我伸出手递给他纸巾:“我都没有哭,你怎么哭了?”
时间真的很伟大,不论如何,我已经对哭泣感到疲劳,所以,不再哭。
十年来,我将他视作卫云,而现在终究梦该醒了。
“带我……去看看他好不好?”
…………
在这海边,我轻轻坐在了沙滩上。
卫云想要将外套脱下来给我垫着,却被我阻止:
“这么多年过去,洁癖早没有了。”
他的手抓着外套紧了几分,随后在我身边坐下。
“卫云,谢谢你装作他陪了我十年。”
似是意识到我要说些什么,卫云固执地垂下脑袋,有些抵触。
“昨天,我收到他给我的信——来自十年前的一封信。”
信件内容:
【我的阿晚亲启】
(你好,我的名字是卫戈。
阿晚,请你容许我这样俗气地介绍自己。
你总是很好奇我的过去,而我害怕极了你接触到那些黑暗,因为我不忍心。
所以,能不能只把我当做你的卫戈?
卫戈只属于你,只喜欢你。
因为你,卫戈努力靠近阳光——你啊,就是我的阳光,我生活的所有希冀。
这个世界太多东西令我厌恶,但你留住了我的灵魂。
刚刚我从出版社回来,看见路边有卖你最喜欢吃的米糕,便买了几块。可是回来发现你已经睡着了。
曾经的卫戈何尝想过会有这样幸福的感觉?
对生活有所期待这件事,是你,我的阿晚宝贝教会我的。
哪怕我曾那样讨厌这个世界,我仍然想要告诉你——请你继续阳光地看待这个世界吧。
世界很美好——你的世界很美好。
请你永远幸福下去,这便是我的幸福。
你又把被子蹬了,我要给你盖被子,所以信便先写到这里。
附:西安城南花开了,下次带你去看看。)
“不知什么原因,信直至十年后才到我手上。
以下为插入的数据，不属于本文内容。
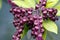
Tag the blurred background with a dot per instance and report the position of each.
(7, 29)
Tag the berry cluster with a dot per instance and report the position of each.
(33, 18)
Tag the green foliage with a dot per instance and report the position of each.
(0, 4)
(58, 13)
(44, 35)
(25, 3)
(58, 8)
(50, 26)
(24, 31)
(51, 3)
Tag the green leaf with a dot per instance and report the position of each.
(24, 31)
(31, 3)
(37, 1)
(44, 35)
(58, 8)
(50, 26)
(51, 3)
(0, 4)
(58, 13)
(25, 3)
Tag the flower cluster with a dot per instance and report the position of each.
(33, 18)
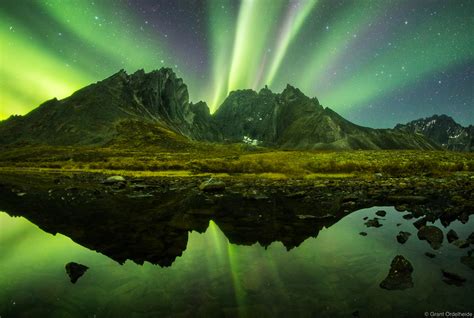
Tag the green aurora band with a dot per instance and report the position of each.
(249, 44)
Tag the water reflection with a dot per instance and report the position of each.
(226, 268)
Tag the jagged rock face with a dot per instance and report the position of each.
(91, 115)
(102, 113)
(246, 113)
(293, 120)
(443, 130)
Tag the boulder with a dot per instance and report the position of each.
(461, 243)
(452, 236)
(373, 223)
(212, 185)
(432, 234)
(399, 276)
(468, 261)
(75, 271)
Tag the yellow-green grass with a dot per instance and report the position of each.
(241, 160)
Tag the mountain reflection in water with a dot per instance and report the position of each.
(248, 266)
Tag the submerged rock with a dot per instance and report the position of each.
(402, 237)
(75, 271)
(452, 278)
(470, 238)
(114, 179)
(452, 236)
(212, 185)
(432, 234)
(420, 223)
(468, 261)
(373, 223)
(461, 243)
(399, 276)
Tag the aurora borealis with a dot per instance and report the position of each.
(375, 62)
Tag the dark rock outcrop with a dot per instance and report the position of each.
(399, 276)
(402, 237)
(452, 278)
(293, 120)
(432, 234)
(75, 271)
(152, 109)
(443, 130)
(92, 114)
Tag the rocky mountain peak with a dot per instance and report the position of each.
(442, 129)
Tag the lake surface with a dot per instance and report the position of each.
(336, 274)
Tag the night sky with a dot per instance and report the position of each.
(375, 62)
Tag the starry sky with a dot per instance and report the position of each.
(375, 62)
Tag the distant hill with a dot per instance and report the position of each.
(153, 108)
(443, 130)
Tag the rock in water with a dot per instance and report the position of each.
(452, 278)
(470, 238)
(468, 261)
(432, 234)
(452, 236)
(461, 243)
(212, 185)
(402, 237)
(75, 271)
(399, 276)
(114, 179)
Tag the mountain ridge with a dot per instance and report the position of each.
(444, 130)
(290, 119)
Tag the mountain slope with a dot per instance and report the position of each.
(92, 114)
(443, 130)
(293, 120)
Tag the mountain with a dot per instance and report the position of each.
(154, 109)
(293, 120)
(443, 130)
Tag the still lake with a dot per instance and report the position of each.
(336, 274)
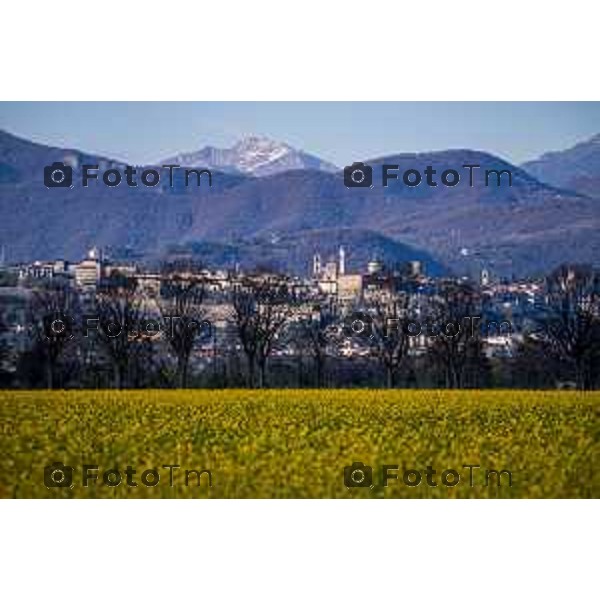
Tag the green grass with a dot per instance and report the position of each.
(295, 443)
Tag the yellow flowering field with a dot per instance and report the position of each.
(297, 444)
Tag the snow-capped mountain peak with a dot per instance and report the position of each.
(253, 155)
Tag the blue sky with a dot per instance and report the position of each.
(142, 132)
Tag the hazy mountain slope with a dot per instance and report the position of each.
(577, 168)
(524, 229)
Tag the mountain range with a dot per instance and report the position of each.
(259, 212)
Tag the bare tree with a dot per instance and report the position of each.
(120, 333)
(183, 291)
(569, 328)
(390, 334)
(52, 314)
(454, 339)
(316, 332)
(261, 308)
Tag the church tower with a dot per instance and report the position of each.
(316, 264)
(342, 266)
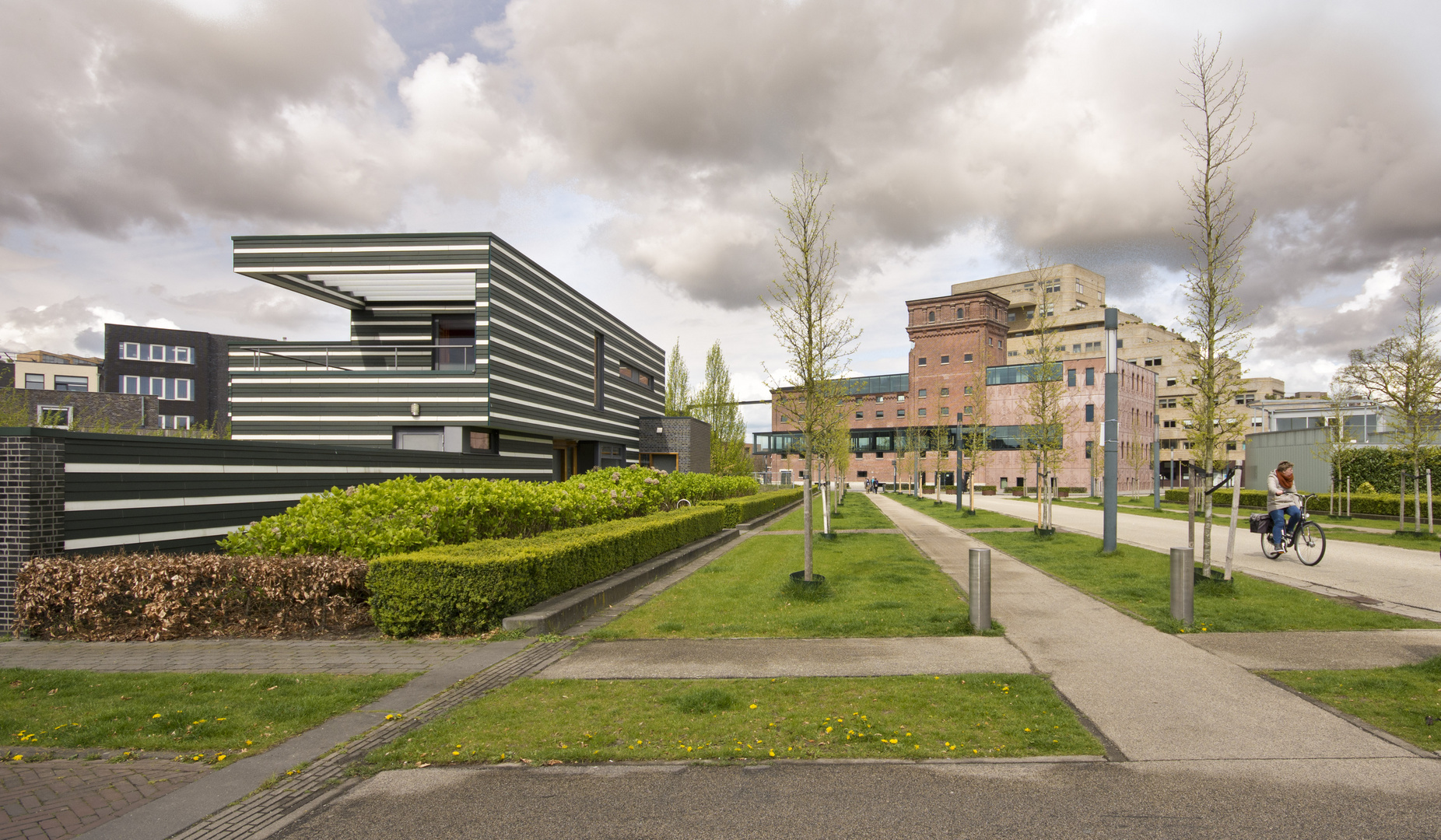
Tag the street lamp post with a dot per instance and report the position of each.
(1113, 380)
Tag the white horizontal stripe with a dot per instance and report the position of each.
(375, 248)
(179, 502)
(375, 418)
(303, 400)
(275, 468)
(355, 268)
(145, 537)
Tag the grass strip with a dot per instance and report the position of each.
(1397, 699)
(591, 721)
(855, 512)
(1338, 527)
(960, 520)
(876, 586)
(1138, 581)
(233, 713)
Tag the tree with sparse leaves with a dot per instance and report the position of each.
(806, 309)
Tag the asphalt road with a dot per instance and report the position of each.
(1312, 800)
(1407, 576)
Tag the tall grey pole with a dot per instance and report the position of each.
(1113, 380)
(1156, 441)
(959, 456)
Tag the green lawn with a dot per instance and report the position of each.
(1138, 581)
(876, 586)
(595, 721)
(1336, 527)
(963, 520)
(855, 512)
(214, 712)
(1394, 699)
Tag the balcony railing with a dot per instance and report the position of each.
(353, 358)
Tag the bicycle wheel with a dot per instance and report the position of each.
(1267, 549)
(1310, 544)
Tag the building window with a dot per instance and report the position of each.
(157, 353)
(55, 417)
(157, 387)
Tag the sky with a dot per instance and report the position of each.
(636, 147)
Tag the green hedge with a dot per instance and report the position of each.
(468, 588)
(1362, 503)
(738, 510)
(404, 515)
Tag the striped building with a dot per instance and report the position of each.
(458, 343)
”
额头上分泌出细细的汗珠,疼痛感与慌张感上泛——病痛前的心悸又犯了。
卫云想要靠近我却被我推开,强忍疼痛低声道:
“……卫云……我们……”
“我在,我在!阿晚,快!我们去医院!!!”
“卫云……我们玩个游戏吧……”
“就当,我最后……再任性一次……”
“你离开海滩,去那个小超市买一只风筝过来……”
拗不过我,他只好迅速跑向那个超市。
我渐渐露出笑容,转首望向海的无际——浅浅而道的皆是十年之忆:
“卫戈……你骗我……”
“你说世界很美好……不是这样的啊……没有了你,世界怎会美好?”
“……飞蛾扑火的也从来不是你,是我。”
“我很羡慕秦思艺……她至少拥有你的过去,而你的未来……我更没有拥有。”
“灰暗又如何?灰暗……又如何……”
我笑着从口袋里取出早已准备好的水果刀……
黑夜再次垂下重帷——隐隐约约中我看见腥红,看见腥红之中向我奔来的身影……
“其实我真的很喜欢你……”
………
“谢谢你也那么喜欢我……”
卫戈,西安城南花已经开了……
“阿晚……”
风筝被卫云狠狠地抛开,脚步急促地奔向倒地不起的女孩——
“阿晚!!!”
“阿晚,阿晚……你醒醒,阿晚!!!”
撕心裂肺的吼叫却是毫无作用。
卫云吼到嗓子都沙哑了,仍然是无用之工。
“江絮晚!!!你给我醒过来,江絮晚,江絮晚!!!”
江絮晚的葬礼上,只有卫云出席。
他封锁了消息,从他装作卫戈带走她的那天起,江絮晚便与所有人都无关了。
葬礼这天,太阳很大。
卫云坐在江絮晚的墓前,不停拨打着同一个号码——卫戈的电话。
卫戈没有离开这个世界,但为了保护江絮晚,以溺海而亡做了个幌子。
这个电话,是他告诉卫云,万不得已才能拨打。
“……”
电话终于接通了。
眼泪溢出眼眶,卫云的呼吸有些紊乱。
“发生什么事了?”
卫云终于率先开口。
这十年来,他确实一次都没有暗中调查江絮晚的状况。
他怕有闪失,所以断的干净。
从选择以自己的自由换取阿晚的生命起,他便已是无心之人。
他没有资格去感怀,去思念。
“她自杀了,在你离开的海滩。”
卫云说完这句便挂了电话。
而卫戈呢?
没有人知道。
城南花已开,有空去看看吧。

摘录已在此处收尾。